Étrange façon dont fonctionnent la justice française et le « gendarme de la bourse ».

Fin mars 2016, Gameloft déposait un recours devant la Cour d’appel de Paris contre la décision de conformité de l’offre publique d’achat de Vivendi, prise par l’Autorité des marchés financiers (AMF). Les plaidoiries ont suivi en juin et la décision de justice était attendue pour le 6 septembre 2016.

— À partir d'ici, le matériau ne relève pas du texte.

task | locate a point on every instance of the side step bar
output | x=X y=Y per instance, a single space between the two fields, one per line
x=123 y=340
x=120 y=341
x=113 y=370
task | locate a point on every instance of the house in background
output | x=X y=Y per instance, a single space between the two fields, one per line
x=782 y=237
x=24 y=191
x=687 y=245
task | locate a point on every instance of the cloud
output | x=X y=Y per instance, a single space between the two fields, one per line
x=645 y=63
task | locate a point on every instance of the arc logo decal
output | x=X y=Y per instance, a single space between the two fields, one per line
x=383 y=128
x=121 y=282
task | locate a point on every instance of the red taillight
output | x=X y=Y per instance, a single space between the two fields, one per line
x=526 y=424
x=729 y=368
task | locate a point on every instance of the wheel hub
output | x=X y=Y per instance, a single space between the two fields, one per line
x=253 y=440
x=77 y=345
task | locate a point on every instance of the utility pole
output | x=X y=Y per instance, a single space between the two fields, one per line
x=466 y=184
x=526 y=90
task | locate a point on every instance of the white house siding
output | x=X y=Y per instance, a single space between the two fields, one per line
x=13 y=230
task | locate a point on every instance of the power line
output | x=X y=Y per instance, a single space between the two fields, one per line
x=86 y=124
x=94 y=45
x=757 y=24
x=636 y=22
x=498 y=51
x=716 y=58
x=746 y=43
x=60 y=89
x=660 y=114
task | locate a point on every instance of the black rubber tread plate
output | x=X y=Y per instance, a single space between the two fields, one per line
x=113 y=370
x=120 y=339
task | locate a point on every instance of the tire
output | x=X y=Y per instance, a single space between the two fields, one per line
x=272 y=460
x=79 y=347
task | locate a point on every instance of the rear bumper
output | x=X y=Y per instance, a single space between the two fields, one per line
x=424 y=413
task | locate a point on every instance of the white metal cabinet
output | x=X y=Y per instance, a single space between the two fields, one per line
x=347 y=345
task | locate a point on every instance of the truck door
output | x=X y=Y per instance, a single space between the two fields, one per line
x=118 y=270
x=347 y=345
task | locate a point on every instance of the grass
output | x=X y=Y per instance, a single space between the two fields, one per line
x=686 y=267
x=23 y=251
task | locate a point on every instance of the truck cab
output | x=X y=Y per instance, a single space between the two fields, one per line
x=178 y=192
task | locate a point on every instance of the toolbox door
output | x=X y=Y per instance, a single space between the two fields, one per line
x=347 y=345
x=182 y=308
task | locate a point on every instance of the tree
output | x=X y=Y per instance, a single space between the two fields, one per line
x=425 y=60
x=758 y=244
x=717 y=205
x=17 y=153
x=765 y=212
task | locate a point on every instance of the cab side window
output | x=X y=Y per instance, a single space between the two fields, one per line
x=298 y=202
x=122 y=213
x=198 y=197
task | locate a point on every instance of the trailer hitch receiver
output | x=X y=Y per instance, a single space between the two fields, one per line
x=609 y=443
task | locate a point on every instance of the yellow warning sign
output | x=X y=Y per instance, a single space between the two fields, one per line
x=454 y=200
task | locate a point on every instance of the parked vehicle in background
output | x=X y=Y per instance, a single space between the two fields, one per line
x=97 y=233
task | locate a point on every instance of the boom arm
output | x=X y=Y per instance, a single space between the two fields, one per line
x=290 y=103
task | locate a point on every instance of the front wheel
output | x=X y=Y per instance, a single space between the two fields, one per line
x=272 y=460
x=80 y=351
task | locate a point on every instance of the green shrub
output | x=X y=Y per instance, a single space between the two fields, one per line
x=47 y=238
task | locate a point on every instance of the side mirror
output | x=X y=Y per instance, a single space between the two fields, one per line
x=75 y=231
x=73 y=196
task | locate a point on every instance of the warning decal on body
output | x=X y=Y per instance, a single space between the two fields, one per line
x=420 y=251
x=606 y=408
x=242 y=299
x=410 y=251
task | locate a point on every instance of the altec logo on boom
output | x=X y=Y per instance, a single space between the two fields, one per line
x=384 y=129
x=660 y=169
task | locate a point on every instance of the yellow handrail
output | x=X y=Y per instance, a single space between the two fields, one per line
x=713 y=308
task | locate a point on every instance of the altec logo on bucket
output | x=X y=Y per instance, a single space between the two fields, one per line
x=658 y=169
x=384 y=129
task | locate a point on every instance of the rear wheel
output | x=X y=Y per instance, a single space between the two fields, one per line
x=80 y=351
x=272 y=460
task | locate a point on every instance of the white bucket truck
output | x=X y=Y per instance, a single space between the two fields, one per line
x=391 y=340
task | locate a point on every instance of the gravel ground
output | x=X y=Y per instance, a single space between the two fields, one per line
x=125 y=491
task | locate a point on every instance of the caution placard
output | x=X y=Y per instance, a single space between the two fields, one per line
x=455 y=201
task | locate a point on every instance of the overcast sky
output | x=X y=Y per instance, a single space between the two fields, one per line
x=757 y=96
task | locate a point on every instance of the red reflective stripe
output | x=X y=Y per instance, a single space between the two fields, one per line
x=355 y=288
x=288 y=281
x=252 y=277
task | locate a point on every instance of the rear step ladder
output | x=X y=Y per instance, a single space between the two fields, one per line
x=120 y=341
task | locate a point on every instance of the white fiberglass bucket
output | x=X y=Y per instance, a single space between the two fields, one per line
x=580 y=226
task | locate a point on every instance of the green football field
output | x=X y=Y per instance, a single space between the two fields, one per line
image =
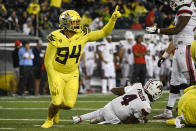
x=28 y=113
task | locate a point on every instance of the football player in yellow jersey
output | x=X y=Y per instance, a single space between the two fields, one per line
x=62 y=58
x=193 y=49
x=186 y=109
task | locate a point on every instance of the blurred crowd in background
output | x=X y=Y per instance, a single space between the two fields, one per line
x=33 y=16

Gameloft reprochait « les manquements de Vivendi aux principes directeurs des offres publiques, ainsi qu’aux obligations légales et réglementaires visant à assurer la transparence et la bonne information du marché ».

Le 18 juillet 2016, Vivendi prenait le contrôle de Gameloft, et le 20 juillet, Vivendi annonçait le retrait de la bourse de l’éditeur de jeux mobiles. Qui plus est, c’est le même avocat qui a représenté Gameloft et Vivendi lors du désistement. Le 26 juillet, les actions Gameloft SE seront donc radiées d’Euronext Paris et transférées à Vivendi.

La justice n’aura donc jamais statué sur la décision de conformité de l’AMF, et ce tour de passe-passe indigne. L’AMF promet de changer les règlements pour que cela ne puisse pas se reproduire.

Une contrition qui ne devrait pas consoler l’ancienne direction de Gameloft.

Car c’est bien l’AMF qui a convaincu le juge de ne pas donner suite au à la demande de sursis à exécution de Gameloft.

Vivendi s’était aussi engagée à restituer l’ensemble des titres acquis pendant l’OPA à leurs anciens propriétaires si la Cour d’appel lui donnait tort, et de ne pas procéder au retrait de la cote jusqu’au verdict, et c’est pourtant ce qu’elle a fait le 20 juillet.

Le Président du Conseil d’Administration de Vivendi marque encore une fois de son empreinte le conglomérat, avec cette attitude cavalière et éthiquement méprisable, dont l’AMF apparaît comme le facilitateur servile et zélé.